Patients requiring long-term PN should also focus on hub care as a method to prevent CRBSI. In addition to infection being introduced via exit sites of tunneled and cuffed catheters, the lumen of the catheter via the hub is also a source of infection. Infection via the hub is dependent upon the type of needleless cap system that is used, how the hub is cleaned before the catheter accessed, and how often the needleless cap is changed. By covering both the catheter exit site and hub while taking a shower, one can prevent exposure to tap water and organisms. This is also a category II recommendation in the CDC guidelines.3
At our center, we have shown that the use of infection-prevention products such as the BioPatch reduces the rate of CRBSI.10 Implementation of this protocol reduced CRBSI in both trial units. The Hematology, Oncology, Bone Marrow Transplant Unit had a median rate of 5.8 CRBSIs per 1000 patient-days before use of the BioPatch; after implementation of BioPatch, the rate dropped to 1.6. In the intensive care unit, the infection rate before the BioPatch era was 9.4 per 1000 central line–days; after BioPatch was introduced, the infection rate dropped to 4.1.10 Since that time, there remains a continued reduction in CRBSI rates throughout the hospital.

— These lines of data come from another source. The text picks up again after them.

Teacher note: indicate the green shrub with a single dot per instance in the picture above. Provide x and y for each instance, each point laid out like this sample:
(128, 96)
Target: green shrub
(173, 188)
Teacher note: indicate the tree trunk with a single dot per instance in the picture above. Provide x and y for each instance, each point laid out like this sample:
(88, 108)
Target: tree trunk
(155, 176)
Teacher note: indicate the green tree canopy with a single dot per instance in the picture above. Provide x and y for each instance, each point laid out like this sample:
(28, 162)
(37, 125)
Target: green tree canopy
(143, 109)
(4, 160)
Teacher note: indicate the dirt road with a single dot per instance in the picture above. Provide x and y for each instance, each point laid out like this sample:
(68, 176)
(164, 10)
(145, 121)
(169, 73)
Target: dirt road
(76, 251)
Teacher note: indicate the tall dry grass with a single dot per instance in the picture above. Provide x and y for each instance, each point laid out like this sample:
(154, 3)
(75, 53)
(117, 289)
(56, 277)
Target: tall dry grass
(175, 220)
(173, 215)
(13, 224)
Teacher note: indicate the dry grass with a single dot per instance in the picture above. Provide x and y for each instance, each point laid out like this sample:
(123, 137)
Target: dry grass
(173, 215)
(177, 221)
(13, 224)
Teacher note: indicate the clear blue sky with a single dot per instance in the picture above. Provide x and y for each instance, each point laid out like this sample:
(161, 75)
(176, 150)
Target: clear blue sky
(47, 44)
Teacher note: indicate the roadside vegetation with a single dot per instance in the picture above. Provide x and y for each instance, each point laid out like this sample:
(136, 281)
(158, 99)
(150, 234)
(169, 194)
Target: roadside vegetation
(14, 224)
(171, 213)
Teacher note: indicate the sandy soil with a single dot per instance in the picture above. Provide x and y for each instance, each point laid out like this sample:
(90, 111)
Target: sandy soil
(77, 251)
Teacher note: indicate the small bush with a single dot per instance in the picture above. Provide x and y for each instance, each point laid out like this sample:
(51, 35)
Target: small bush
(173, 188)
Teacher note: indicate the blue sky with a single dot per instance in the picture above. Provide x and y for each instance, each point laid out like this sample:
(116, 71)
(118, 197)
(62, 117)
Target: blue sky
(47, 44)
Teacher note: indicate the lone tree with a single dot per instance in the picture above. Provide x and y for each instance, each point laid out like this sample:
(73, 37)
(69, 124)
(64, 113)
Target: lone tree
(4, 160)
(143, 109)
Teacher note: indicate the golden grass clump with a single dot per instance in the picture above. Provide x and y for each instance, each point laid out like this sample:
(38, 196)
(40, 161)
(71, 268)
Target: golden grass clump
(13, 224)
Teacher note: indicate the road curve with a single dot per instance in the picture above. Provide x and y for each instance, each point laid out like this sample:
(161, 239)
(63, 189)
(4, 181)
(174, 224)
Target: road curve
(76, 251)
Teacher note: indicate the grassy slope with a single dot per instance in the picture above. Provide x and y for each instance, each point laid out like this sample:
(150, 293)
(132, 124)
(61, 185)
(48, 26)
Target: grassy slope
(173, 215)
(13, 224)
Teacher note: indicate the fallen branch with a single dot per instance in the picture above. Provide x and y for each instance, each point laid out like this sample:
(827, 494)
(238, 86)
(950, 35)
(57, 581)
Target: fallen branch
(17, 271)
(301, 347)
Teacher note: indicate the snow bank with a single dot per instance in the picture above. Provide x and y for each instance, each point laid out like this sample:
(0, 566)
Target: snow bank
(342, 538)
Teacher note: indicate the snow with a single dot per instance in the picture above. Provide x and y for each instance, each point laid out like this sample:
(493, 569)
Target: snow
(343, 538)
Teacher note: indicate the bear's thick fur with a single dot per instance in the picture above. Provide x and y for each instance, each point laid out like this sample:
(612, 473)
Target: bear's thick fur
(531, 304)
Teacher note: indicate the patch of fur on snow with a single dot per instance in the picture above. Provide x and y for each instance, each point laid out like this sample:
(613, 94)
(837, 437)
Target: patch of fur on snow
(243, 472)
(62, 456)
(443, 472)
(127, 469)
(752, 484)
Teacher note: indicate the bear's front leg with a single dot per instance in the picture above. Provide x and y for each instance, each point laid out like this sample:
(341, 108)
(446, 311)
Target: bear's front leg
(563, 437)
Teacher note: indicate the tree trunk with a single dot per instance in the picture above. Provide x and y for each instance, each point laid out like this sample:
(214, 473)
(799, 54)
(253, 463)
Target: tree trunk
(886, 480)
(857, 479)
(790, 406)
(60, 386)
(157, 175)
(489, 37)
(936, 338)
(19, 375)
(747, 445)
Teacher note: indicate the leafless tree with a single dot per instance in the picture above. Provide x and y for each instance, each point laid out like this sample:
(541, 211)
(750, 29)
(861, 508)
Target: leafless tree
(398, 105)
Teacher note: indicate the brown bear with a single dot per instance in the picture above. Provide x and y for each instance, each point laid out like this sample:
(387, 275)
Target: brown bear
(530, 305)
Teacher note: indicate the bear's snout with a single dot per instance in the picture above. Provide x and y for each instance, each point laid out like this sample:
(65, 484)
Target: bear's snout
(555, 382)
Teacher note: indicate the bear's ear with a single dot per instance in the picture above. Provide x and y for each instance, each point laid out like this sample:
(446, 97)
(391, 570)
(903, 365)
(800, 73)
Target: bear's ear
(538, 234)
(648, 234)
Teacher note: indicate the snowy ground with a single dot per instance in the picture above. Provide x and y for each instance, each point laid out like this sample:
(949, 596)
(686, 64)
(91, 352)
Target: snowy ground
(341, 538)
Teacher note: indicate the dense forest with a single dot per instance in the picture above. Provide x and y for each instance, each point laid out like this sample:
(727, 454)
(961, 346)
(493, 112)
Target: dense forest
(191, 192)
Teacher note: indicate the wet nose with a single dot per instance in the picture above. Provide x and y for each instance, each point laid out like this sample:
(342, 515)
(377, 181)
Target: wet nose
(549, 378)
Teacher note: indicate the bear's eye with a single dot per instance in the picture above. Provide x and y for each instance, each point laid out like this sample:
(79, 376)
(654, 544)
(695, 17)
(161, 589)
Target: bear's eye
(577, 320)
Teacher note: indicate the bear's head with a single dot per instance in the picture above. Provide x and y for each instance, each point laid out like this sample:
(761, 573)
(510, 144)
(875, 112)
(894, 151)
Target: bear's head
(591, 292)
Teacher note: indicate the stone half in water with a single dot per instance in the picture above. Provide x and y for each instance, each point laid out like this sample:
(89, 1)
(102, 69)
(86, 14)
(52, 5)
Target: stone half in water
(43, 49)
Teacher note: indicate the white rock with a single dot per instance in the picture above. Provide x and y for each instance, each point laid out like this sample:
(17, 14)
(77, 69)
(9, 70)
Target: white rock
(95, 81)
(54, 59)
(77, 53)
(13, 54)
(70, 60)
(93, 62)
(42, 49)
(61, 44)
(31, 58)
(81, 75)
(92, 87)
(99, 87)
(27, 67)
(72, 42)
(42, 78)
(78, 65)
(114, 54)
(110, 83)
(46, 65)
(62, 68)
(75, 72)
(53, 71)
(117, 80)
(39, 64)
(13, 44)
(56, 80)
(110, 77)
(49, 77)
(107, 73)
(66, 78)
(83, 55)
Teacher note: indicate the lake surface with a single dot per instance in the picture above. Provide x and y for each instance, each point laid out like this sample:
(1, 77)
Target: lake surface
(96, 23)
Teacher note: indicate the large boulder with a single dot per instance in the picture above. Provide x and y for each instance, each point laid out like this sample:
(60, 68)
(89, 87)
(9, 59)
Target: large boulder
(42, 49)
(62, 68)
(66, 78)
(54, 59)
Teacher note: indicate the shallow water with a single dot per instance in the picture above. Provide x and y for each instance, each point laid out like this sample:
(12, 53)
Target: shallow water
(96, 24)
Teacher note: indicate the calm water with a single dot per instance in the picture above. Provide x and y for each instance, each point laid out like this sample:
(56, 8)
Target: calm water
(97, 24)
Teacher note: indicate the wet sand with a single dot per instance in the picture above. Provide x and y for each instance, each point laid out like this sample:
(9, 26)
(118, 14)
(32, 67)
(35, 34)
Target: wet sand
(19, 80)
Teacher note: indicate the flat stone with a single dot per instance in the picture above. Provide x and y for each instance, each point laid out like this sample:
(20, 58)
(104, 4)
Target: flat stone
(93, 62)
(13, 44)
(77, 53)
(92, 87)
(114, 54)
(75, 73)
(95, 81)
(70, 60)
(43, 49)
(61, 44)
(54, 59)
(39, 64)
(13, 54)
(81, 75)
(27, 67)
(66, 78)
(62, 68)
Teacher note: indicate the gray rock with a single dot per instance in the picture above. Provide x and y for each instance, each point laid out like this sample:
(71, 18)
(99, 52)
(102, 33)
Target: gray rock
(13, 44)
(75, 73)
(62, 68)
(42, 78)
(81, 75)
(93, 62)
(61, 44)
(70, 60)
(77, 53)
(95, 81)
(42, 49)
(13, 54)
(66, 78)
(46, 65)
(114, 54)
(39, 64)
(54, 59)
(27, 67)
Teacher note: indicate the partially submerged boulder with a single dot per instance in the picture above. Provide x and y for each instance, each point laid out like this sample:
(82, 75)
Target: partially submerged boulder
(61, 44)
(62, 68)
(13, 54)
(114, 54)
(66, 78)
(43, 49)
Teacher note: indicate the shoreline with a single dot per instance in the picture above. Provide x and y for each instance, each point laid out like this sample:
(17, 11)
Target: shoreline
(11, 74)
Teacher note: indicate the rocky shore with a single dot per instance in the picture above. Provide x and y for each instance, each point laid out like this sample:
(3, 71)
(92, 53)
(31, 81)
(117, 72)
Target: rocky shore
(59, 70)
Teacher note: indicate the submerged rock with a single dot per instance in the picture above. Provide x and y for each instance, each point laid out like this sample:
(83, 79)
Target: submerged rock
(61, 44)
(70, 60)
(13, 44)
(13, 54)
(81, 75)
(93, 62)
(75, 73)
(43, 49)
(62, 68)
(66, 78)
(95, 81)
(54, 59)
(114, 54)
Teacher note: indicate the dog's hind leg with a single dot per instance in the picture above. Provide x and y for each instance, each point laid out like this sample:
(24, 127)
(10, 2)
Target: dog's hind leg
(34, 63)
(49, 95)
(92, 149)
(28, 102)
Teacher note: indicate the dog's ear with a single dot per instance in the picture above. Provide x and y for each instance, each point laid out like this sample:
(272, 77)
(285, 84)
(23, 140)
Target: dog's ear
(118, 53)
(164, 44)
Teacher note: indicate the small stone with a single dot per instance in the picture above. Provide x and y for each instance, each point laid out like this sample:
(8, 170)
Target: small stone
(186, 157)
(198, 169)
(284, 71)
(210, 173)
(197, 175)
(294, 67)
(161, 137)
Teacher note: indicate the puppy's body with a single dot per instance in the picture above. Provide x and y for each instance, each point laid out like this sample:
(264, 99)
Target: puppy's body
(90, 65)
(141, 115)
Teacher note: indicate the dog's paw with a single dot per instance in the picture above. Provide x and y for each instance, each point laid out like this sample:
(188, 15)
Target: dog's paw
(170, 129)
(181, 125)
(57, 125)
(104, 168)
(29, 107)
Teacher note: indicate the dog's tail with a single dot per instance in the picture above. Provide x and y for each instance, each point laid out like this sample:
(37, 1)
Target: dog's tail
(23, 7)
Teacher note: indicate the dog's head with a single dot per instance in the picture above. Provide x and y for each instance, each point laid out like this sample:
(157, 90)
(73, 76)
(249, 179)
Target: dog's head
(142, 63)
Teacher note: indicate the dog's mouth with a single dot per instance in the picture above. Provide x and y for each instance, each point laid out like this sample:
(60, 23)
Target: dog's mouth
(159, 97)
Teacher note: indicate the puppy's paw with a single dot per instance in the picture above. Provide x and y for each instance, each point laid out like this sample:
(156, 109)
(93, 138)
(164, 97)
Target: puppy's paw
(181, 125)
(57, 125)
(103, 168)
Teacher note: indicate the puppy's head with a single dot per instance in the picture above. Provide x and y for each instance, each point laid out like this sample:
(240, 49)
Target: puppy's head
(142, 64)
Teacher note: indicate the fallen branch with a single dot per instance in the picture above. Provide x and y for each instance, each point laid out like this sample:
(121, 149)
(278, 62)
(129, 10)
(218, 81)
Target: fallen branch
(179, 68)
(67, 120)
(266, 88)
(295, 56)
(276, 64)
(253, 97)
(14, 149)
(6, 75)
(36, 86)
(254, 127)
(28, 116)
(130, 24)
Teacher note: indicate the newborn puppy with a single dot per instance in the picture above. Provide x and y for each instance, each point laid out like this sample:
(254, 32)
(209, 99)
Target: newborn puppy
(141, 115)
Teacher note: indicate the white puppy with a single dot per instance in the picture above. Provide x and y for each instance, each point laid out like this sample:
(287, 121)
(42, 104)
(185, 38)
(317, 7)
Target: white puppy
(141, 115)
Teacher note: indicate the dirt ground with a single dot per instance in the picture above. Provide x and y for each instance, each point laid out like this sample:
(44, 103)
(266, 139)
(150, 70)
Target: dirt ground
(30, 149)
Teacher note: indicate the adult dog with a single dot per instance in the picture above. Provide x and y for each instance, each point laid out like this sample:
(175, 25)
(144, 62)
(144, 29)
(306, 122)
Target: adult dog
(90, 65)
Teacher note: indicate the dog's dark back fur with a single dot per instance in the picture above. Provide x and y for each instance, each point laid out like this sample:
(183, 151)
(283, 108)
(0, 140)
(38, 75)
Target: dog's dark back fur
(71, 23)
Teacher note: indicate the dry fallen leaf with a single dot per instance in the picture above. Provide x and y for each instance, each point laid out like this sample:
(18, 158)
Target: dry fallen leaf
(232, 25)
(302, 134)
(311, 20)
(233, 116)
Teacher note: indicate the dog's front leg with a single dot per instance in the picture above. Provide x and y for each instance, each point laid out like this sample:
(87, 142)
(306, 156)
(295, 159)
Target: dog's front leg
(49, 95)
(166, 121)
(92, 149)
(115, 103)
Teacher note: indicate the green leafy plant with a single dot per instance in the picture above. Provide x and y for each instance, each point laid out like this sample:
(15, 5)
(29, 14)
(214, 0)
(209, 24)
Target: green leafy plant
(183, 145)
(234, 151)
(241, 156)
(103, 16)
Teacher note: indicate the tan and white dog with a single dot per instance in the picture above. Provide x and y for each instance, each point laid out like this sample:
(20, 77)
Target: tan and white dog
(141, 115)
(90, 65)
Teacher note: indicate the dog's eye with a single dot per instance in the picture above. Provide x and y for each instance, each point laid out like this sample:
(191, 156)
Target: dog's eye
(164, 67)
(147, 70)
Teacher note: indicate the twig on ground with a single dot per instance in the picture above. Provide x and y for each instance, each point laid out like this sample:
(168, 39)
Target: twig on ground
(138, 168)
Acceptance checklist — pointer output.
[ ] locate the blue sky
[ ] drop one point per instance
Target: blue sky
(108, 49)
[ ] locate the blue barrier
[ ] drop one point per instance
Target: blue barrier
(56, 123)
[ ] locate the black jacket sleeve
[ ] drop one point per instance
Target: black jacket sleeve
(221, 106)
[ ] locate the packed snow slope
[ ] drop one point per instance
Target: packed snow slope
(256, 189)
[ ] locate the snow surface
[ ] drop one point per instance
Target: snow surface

CRBSIs are a significant complication of CVCs and other lines like arterial catheters. New technology to prevent colonization of the exit site is available. New reporting requirements may allow for an examination and improvement of practices and products. No single strategy works by itself, and indeed, multiple products and practices may be needed to reduce or eliminate CRBSIs.12 Evidence-based practice will be helpful as new products and practices are implemented. The purpose of this paper was not to focus on specific research trials or to prove that the products presented work. That research has already been done. The purpose was to demonstrate how the products work together to prevent CRBSI and share some tips and techniques learned along the way. The author thanks Dr Maki and his Infection Control Department for their tireless efforts in this area over the years and their continued work in the future. Additionally, thanks to Gordon Sacks for his interest in improving PN catheter dressings at UW Hospital. The author has no financial interest in the products mentioned in this article.